Bean-counting couldn’t be the route to true knowledge. It could only come to pass, as the ancients had thought, through philosophical inquiry. Now, it is not easy to specify Strauss’ own philosophy. He tended to express it in dense sentences, like this one:

“This atheism, the heir and the judge of the belief in revelation, of the secular struggle between belief and unbelief, and finally of the short-lived but by no means therefore inconsequential romantic longing for the lost belief, confronting orthodoxy in complex sophistication formed out of gratitude, rebellion, longing, and indifference, and in simple probity, is according to its claim as capable of an original understanding of the human roots of the belief in God as no earlier, no less complex-simple philosophy ever was.”

I try to imagine Wolfowitz burning the midnight oil parsing that passage, desperately looking for inspiration after his boss, Don Rumsfeld, has said: “Paul, I want that memo on my desk tomorrow morning, without fail!”

Yet some parts of Strauss’ thought do seem more directly applicable to policymaking, contemporary style–especially that bit about encrypted messages from the past.

Strauss noted that the Athenians had rewarded Socrates’ insights with a death sentence, from which he concluded that there is a natural antipathy, sometimes violently expressed, between ordinary folks and philosophers. “Persecution,” he argued, “gives rise to a peculiar technique of writing, and therewith to a peculiar type of literature, in which the truth about all crucial things is presented exclusively between the lines.”

Ergo, true thinkers must learn to read between the lines.
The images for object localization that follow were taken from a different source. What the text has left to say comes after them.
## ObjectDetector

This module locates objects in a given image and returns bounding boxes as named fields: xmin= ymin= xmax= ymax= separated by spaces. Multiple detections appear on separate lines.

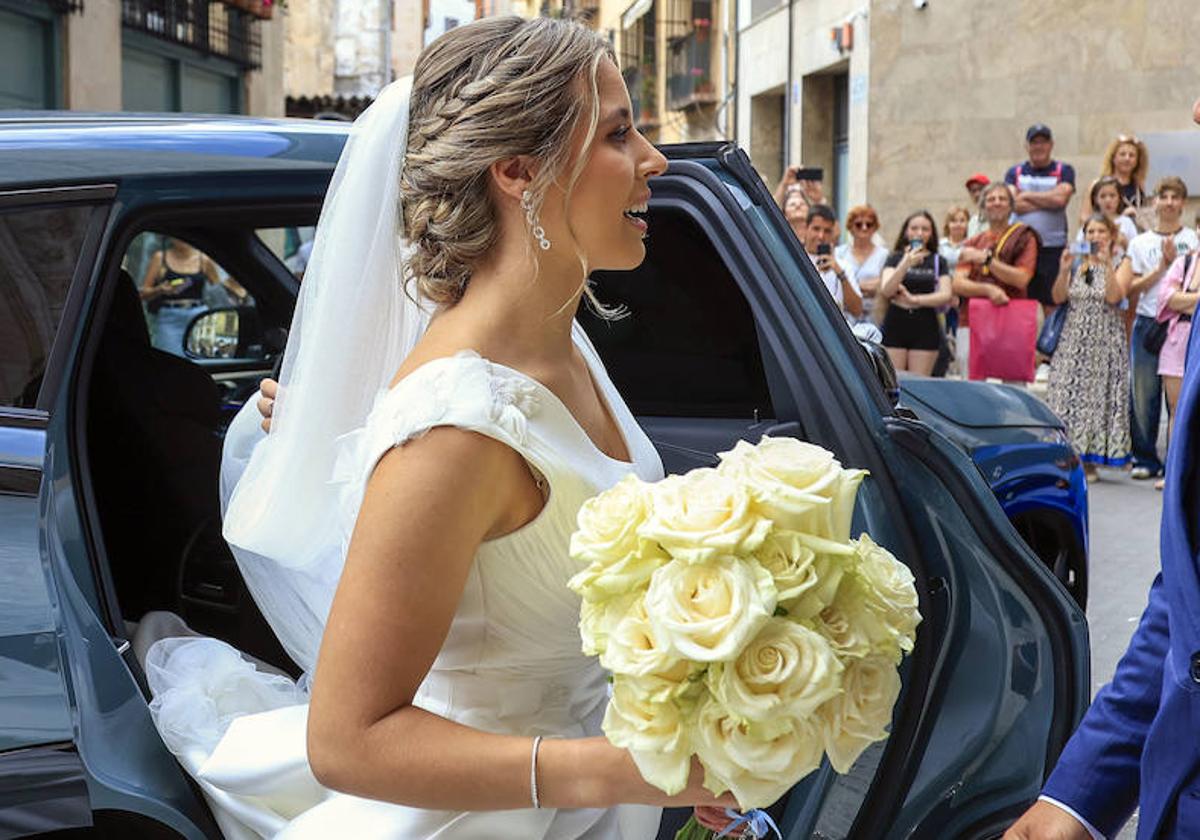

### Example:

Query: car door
xmin=582 ymin=146 xmax=1089 ymax=840
xmin=8 ymin=184 xmax=228 ymax=839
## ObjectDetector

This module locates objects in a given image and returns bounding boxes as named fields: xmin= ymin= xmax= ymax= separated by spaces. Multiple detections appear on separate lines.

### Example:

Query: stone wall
xmin=284 ymin=0 xmax=337 ymax=98
xmin=335 ymin=0 xmax=389 ymax=95
xmin=65 ymin=0 xmax=121 ymax=110
xmin=867 ymin=0 xmax=1200 ymax=238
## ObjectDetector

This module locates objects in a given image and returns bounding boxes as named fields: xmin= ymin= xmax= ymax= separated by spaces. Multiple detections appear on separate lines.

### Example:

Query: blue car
xmin=0 ymin=115 xmax=1088 ymax=838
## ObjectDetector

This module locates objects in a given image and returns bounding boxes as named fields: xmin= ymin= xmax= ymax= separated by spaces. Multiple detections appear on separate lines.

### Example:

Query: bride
xmin=144 ymin=14 xmax=742 ymax=839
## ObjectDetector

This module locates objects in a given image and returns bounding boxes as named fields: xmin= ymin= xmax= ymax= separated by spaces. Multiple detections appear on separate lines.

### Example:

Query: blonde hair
xmin=401 ymin=16 xmax=615 ymax=307
xmin=1100 ymin=136 xmax=1149 ymax=191
xmin=942 ymin=205 xmax=970 ymax=237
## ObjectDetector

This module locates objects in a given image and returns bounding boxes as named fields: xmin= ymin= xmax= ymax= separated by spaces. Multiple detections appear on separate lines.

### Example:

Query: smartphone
xmin=909 ymin=238 xmax=924 ymax=252
xmin=815 ymin=243 xmax=832 ymax=256
xmin=1069 ymin=241 xmax=1091 ymax=256
xmin=793 ymin=166 xmax=824 ymax=182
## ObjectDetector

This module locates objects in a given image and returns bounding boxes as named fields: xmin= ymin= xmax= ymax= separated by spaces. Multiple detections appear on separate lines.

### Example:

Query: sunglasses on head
xmin=1116 ymin=134 xmax=1141 ymax=145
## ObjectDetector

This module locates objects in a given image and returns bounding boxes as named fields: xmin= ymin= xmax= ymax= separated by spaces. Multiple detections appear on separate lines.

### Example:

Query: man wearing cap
xmin=965 ymin=173 xmax=991 ymax=237
xmin=1005 ymin=124 xmax=1076 ymax=314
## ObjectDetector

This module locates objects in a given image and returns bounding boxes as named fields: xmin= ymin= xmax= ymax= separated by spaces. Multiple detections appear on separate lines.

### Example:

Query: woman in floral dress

There’s a philosophical method for all seasons along the Potomac. Somewhere between the lines of Hobbes or St. Thomas, you’ve got to be able to find a latent message saying: “Tax cuts for the big shots.” Or, “When it comes to national security, the best defense is an offense.”

Strauss realized that only a minority could learn his reading method. As for those others incapable of grasping Truth, they might be dealt with by what Strauss called “lying nobly.” Now there’s a philosophy tailor-made for spinmeisters of all political persuasions.

Yet I hate to think of that as the final resting place of Strauss’ ideas.

Ultimately, Washington is no place for a philosopher, dead or alive. A college campus is. Even now when I chance to walk across the U. of C.’s quadrangles, in the last light of evening I seem to see the Three Musketeers of the life of the mind making another assault upon the eternal verities. The wind will come up, bending tree boughs and in the rustle of their leaves I can still hear Leo Strauss decoding for us one more philosophical message:

“Truth. . . . Beauty. . . . Justice.”